Abstract
Introduction
The purpose of this study was to classify patients with placental abruption (PA) into those with a history of PA (recurrence group) and those without a history (first-occurrence group), and compare the two groups to investigate whether perinatal outcomes differ between first-time PA and recurrent PA.
Materials and methods
Subjects include 6475 patients diagnosed with PA from the Pregnancy Birth Registry System of the Japan Society of Obstetrics and Gynecology. Patients were classified into recurrence group and first-occurrence group. Perinatal outcomes were compared between 141 patients in the recurrence group and 705 patients in the first-occurrence group with 1:5 propensity score matching, adjusting for maternal age, history of smoking, pregnancy-induced hypertension, and premature rupture of membranes as covariates.
Results
There were no cases of maternal mortality in either groups, and the perinatal mortality rate did not exhibit a significant difference. Gestational age at delivery was significantly earlier in the recurrence group than in the first-occurrence group (35.3 vs 37.9 weeks, p < .001).

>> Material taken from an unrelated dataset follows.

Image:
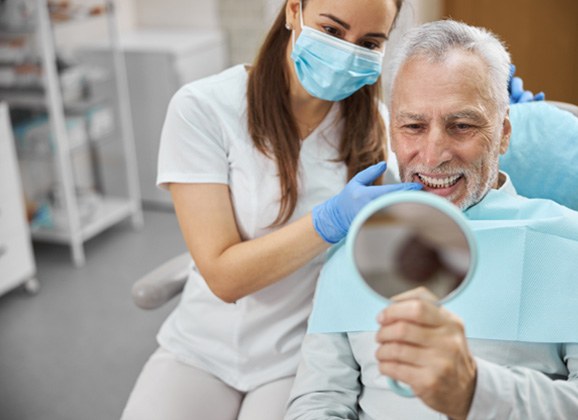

The rate of preterm delivery at less than both 32 and 37 weeks of gestation was significantly higher in the recurrence group. The rate of UmApH < 7.1 and 5 min Apgar score < 7 were significantly higher in the recurrence group (21 vs 13%, p = .020, 20% vs 10%, p = .003, respectively).
Conclusions
The results suggest that recurrent PA occurs at an earlier gestational age and follows a more severe course than the first occurrence of PA.
Disclosure statement
No potential conflict of interest was reported by the authors.